Encoding Hashed UIDs: Base64 vs. Hex vs. Base32
I recently looked at using various encodings for hashed UIDs, e.g. UIDs generated by a crytographic hash algorithm such as SHA-1 or MD5. These are often useful when the UID does not need to have human meaning but should exhibit some uniformity, such as character set and length. I considered Base64 and hexadecimal first because they are commonly used by crypto libraries and then decided on Base64 and Base32 where appropriate. Base36 is actually the most compact case insensitive encoding (using Arabic numbers and Roman letters) but is not an option for me at the moment because there's no Perl module for it that will take arbitrary text and binary input at the moment. Math::Base36 exists but only handles numbers.
- Base64 has the advantage of generating shorter representations because it uses a 64 character set instead of hexadecimal's 16. While Base 64 can use any 64 characters, many implementations follow IETF PEM RFC 1421 which specifies A-Z, a-z, 0-9, / and + while using = for padding. Because + and / need to be URI escaped, Wikipedia mentions a variant that uses * and - in place of + and / respectively and removes line breaks as well as padding. I used this for a while but unfortunate * cannot be used in DOM ids. Because of this I've switched to using _- instead.
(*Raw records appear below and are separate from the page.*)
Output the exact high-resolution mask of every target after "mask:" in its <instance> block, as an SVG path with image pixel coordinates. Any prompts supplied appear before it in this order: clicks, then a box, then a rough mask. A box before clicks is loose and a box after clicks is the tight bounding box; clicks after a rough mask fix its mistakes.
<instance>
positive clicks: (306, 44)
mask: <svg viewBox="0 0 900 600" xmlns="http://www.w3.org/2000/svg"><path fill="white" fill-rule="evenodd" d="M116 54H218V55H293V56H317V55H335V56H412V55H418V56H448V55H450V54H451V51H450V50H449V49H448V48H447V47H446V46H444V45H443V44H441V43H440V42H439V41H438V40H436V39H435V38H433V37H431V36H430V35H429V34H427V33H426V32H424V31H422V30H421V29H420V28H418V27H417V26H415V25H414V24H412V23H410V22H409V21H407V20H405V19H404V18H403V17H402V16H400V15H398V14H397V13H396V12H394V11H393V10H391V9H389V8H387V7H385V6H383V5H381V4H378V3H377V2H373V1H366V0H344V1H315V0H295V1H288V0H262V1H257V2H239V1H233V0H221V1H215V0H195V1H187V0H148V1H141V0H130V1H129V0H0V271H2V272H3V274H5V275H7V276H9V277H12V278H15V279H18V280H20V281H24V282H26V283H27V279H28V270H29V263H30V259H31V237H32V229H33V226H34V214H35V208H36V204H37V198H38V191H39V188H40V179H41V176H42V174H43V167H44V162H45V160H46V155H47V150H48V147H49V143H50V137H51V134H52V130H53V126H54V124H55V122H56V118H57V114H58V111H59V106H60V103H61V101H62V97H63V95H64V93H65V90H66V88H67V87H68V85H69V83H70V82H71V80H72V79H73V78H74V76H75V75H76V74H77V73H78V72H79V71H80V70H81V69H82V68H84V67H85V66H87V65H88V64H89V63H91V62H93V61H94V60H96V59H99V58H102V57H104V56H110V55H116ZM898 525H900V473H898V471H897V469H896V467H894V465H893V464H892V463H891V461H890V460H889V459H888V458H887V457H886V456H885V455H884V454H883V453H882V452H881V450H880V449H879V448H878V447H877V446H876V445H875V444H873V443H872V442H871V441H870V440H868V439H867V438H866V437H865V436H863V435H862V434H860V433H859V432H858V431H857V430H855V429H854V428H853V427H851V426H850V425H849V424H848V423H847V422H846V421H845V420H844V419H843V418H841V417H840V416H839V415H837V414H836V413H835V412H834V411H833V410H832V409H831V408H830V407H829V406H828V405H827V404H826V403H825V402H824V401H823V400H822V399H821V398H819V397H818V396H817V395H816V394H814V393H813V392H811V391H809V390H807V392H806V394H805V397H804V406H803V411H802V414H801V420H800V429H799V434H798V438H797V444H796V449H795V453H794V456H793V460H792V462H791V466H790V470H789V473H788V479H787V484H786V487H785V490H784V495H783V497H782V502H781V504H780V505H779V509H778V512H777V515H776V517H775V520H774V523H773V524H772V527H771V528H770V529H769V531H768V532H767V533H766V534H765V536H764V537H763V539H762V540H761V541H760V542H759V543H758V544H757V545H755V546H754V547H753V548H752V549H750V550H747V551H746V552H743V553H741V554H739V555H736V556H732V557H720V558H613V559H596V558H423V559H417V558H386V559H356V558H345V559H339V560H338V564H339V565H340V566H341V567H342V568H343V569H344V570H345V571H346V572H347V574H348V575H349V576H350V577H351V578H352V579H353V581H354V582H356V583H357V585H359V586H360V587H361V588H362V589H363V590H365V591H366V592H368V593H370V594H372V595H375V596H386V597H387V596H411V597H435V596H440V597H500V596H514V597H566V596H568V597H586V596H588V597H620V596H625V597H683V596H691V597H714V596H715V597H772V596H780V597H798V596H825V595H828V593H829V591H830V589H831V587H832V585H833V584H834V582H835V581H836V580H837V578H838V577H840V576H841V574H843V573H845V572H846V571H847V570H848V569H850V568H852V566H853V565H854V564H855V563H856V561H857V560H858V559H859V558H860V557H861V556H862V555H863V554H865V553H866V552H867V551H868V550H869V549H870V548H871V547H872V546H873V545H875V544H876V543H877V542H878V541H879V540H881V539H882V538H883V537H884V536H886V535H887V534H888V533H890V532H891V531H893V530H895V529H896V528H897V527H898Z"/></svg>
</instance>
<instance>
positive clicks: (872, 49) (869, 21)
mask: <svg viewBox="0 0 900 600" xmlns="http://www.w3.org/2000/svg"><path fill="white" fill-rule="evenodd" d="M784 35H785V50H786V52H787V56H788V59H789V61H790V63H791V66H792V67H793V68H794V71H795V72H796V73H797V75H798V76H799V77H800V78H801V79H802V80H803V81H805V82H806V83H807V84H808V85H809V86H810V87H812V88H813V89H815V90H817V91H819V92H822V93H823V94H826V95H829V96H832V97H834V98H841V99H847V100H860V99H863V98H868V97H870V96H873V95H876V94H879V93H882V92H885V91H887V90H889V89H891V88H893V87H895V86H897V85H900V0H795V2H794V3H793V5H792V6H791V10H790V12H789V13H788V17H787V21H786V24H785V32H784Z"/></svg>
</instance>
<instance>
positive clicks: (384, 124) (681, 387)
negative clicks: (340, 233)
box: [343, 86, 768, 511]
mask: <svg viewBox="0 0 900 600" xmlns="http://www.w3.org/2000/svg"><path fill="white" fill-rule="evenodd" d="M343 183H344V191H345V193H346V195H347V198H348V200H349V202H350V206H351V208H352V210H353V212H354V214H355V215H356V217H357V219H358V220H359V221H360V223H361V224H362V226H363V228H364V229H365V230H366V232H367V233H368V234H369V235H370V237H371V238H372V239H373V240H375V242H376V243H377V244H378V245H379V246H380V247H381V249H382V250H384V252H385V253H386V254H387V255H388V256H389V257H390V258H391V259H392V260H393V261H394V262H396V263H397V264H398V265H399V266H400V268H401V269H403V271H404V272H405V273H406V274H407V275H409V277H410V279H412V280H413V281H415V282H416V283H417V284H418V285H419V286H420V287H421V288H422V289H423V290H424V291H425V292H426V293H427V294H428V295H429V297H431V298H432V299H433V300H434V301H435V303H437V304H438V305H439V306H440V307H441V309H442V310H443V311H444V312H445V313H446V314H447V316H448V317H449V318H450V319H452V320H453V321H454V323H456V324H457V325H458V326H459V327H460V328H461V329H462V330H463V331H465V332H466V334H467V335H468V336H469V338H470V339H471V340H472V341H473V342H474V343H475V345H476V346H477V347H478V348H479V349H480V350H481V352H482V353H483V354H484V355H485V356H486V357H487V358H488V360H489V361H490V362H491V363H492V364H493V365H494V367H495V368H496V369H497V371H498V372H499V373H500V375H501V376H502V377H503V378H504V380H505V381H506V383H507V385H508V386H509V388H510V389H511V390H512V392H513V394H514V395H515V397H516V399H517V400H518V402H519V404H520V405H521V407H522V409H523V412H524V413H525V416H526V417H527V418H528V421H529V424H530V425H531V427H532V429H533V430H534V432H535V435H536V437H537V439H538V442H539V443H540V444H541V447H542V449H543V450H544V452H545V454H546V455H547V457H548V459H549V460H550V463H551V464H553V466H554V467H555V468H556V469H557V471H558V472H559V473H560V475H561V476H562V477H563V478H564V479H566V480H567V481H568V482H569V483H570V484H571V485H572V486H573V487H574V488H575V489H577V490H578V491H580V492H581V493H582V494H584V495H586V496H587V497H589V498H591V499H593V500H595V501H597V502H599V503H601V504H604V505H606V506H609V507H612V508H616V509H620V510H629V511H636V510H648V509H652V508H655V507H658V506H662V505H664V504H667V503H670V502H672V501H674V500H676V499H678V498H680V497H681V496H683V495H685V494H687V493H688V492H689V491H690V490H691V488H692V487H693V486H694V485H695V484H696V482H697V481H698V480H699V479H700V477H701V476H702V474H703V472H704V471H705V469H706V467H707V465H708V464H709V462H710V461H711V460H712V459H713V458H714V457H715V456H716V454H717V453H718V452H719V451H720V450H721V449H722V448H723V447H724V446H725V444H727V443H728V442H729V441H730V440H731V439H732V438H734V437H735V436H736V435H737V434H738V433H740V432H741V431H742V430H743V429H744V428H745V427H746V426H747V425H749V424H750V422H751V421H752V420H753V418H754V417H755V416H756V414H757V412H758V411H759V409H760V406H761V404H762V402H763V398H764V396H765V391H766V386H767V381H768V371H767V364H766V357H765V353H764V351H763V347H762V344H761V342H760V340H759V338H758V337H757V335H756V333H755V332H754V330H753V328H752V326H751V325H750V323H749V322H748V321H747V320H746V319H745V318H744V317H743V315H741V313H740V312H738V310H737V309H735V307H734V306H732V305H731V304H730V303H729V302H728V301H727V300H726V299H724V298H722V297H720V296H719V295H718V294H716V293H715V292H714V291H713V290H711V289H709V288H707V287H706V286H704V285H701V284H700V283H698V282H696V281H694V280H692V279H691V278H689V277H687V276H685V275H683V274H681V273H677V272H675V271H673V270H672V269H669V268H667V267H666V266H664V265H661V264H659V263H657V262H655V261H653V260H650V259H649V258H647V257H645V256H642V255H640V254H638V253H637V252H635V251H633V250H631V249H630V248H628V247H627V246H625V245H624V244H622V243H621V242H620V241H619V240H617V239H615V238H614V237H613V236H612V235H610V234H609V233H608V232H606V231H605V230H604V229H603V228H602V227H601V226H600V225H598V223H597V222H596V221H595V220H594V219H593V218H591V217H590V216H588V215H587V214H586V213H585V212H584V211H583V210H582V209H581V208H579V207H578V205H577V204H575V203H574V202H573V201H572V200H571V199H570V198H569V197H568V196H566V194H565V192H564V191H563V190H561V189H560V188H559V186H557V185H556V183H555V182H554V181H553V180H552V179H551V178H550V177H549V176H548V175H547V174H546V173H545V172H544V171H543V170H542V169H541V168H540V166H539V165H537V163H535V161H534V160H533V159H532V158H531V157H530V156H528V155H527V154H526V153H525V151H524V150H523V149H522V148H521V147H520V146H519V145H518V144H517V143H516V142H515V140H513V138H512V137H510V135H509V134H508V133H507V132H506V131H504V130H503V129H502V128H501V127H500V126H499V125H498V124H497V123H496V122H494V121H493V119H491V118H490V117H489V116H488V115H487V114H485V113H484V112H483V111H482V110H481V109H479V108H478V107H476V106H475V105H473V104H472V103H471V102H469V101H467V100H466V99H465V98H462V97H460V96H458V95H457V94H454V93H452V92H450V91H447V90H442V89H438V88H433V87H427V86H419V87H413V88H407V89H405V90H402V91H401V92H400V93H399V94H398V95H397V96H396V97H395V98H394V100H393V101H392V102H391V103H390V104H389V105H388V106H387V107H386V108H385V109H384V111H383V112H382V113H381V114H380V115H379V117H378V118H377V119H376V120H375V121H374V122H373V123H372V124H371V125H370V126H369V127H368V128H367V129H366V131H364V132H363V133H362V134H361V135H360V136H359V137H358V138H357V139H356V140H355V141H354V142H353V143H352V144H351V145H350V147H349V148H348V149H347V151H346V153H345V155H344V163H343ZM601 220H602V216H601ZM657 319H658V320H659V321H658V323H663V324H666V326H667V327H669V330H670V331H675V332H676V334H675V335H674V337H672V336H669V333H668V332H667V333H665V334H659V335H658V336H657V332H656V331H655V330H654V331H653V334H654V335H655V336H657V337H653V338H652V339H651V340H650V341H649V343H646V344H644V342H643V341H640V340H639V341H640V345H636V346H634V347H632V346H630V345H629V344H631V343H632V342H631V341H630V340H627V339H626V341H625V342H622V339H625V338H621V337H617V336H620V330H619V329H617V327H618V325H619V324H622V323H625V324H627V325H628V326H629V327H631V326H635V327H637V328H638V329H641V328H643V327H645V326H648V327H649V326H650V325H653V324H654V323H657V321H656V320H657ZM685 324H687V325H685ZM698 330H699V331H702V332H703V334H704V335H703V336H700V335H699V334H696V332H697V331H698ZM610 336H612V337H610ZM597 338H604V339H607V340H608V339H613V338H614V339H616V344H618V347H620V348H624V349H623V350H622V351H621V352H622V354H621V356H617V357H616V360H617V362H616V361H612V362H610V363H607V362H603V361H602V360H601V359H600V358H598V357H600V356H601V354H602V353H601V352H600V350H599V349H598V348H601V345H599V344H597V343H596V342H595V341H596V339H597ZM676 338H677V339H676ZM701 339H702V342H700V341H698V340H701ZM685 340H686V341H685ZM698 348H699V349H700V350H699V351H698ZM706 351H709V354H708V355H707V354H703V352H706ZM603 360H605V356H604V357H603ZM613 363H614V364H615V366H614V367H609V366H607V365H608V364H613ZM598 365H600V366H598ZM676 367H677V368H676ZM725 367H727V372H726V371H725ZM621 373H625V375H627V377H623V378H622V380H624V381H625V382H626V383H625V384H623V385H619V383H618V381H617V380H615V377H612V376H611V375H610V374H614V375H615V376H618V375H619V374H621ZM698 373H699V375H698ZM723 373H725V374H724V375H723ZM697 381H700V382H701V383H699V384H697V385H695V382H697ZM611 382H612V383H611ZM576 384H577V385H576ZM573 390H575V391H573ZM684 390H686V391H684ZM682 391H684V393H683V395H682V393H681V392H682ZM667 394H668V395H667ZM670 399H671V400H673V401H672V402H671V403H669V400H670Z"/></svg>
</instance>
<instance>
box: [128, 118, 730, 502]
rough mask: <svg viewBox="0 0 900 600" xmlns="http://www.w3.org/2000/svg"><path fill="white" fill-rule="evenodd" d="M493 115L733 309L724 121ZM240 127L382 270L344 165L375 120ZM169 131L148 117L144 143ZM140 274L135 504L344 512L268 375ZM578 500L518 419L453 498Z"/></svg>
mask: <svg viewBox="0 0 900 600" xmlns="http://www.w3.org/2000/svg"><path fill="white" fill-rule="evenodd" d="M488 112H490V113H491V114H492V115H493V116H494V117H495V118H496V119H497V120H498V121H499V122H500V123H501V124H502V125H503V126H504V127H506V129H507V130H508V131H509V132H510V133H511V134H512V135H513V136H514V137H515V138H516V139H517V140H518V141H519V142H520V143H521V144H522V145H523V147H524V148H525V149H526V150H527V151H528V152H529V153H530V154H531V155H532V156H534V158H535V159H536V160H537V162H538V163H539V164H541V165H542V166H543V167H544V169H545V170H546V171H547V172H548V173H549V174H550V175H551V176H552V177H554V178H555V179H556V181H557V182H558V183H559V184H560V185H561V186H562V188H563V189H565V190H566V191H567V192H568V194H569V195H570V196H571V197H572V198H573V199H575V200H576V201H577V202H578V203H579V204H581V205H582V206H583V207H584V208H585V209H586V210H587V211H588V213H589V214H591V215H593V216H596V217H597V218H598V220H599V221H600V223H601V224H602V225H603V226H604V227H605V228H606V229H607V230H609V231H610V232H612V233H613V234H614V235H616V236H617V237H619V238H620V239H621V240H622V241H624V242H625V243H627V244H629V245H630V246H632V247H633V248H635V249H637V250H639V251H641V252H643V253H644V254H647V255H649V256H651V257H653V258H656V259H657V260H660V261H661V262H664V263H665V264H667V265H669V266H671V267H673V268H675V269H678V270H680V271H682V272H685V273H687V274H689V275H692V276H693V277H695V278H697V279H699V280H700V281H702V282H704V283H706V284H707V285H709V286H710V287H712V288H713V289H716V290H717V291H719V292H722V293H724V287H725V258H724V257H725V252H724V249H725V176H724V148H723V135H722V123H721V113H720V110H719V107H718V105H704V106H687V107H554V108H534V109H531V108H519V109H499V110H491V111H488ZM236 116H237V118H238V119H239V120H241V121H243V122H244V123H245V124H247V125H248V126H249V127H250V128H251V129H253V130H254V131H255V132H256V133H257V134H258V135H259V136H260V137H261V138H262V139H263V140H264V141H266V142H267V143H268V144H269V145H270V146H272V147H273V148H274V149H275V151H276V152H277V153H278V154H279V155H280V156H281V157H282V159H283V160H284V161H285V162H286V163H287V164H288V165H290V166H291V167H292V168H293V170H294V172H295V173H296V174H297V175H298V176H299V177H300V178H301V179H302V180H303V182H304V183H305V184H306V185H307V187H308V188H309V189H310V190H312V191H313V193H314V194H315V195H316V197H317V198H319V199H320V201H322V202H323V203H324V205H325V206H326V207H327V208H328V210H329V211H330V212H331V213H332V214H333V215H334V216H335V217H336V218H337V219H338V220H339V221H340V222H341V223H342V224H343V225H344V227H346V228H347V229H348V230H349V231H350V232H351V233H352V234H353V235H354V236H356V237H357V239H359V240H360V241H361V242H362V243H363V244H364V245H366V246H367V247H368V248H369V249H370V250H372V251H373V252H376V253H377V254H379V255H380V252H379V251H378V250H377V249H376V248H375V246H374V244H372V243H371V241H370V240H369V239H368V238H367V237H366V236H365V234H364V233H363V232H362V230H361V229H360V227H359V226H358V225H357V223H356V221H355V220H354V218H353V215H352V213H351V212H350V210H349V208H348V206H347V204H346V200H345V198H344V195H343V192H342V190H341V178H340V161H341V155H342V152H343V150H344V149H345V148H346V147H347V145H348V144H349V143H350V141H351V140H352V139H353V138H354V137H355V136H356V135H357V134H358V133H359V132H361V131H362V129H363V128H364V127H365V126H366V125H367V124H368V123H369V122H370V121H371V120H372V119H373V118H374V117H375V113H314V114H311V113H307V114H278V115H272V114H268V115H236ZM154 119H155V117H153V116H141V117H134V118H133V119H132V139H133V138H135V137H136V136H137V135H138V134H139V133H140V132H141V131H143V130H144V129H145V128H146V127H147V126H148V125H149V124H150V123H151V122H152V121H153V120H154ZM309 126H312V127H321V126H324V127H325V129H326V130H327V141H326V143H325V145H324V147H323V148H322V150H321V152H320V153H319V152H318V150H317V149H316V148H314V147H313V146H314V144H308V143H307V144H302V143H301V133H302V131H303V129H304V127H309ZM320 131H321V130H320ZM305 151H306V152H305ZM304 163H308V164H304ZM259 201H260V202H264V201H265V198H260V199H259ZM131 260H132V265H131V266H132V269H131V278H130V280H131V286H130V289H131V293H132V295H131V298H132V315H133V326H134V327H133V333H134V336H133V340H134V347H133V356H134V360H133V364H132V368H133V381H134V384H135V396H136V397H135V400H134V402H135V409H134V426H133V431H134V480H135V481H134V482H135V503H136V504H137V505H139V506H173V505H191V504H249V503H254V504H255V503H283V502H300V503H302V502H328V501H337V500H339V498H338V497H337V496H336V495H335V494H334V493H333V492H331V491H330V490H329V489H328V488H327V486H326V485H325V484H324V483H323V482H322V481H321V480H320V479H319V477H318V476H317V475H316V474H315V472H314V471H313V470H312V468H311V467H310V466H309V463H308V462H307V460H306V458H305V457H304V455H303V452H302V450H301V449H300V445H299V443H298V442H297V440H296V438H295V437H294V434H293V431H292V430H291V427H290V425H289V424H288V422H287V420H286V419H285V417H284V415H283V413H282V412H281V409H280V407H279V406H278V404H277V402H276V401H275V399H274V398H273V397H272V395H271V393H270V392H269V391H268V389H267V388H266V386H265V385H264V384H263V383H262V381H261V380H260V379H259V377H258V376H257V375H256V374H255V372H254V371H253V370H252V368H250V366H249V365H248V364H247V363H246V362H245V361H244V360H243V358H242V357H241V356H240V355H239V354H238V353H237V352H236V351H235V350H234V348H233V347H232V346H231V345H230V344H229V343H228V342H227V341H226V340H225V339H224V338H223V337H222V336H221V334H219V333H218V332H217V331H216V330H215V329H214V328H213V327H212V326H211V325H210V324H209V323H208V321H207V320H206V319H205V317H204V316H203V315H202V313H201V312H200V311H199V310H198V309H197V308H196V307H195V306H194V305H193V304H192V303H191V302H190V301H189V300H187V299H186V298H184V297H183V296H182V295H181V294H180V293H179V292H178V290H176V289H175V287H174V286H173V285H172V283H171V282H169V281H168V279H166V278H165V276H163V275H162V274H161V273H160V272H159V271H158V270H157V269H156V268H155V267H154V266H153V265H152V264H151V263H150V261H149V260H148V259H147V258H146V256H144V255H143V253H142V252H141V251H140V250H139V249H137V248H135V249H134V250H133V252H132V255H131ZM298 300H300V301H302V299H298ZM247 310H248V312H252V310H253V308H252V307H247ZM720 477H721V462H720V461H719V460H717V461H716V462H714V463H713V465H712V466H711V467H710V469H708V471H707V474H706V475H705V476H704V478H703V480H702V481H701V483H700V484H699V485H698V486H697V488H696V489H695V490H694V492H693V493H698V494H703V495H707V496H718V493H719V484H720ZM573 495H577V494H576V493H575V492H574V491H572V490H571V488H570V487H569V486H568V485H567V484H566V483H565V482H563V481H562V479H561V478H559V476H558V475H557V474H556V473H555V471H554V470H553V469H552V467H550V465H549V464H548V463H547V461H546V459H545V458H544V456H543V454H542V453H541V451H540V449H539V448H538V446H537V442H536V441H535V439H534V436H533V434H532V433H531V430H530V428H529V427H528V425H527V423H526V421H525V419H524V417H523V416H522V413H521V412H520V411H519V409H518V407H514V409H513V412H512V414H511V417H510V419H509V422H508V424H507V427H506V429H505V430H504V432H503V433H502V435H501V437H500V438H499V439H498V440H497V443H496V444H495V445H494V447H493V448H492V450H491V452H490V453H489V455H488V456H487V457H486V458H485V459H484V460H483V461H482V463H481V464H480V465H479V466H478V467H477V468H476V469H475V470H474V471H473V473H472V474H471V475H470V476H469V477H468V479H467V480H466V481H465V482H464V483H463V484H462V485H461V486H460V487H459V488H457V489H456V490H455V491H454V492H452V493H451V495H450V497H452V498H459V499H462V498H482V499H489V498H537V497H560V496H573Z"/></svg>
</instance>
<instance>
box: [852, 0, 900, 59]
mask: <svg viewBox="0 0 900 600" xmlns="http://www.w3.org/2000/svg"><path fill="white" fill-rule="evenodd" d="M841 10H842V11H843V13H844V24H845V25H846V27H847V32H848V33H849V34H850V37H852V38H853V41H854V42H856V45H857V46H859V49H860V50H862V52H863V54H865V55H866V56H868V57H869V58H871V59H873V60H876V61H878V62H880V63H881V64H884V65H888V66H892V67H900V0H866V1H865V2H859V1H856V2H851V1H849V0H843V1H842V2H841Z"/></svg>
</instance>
- Hexadecimal uses 0-9 and A-F and is case insensitive. The representations are longer due to the smaller character set, but case insensitivy can be advantageous in certain situations such as full text indexing with Xapian which is case sensitive, and MySQL which is case insensitive by default. It's common practices to lowercase all the indexed terms using Xapian while reserving uppercase characters for boolean and probabilistic term prefixes. After thinking about how the query parser works for a bit, my conclusion is that lower casing all the inexed terms will make life with Xapian a lot easier. To enable case sensitivity in MySQL, the table definition needs to be changed.
- Base32 is the middle ground between the 16 character hex and 64 character Base64 encodings, but does not get included in crypto libraries. For UIDs, however, it is especially attractive because it uses a larger character set than hexadecimal resulting in shorter representations and is case insensitive for applications that work better with it. Base32, as defined in IETF RFC 3548, uses the characters A-Z and 2-7. Since Base32 isn't included in many crypto libraries, an extra encoding is needed, however, creating hashed UIDs only happens once per entry so it seems reasonable.
There are some modules on CPAN for Base32 including MIME::Base32 and Convert::Base32. For Base32, I'm currently using a patched copy of MIME::Base32 because the CPAN version only handles uppercase. For Base64, I'm using _ and - as the two non-alphanumeric characters.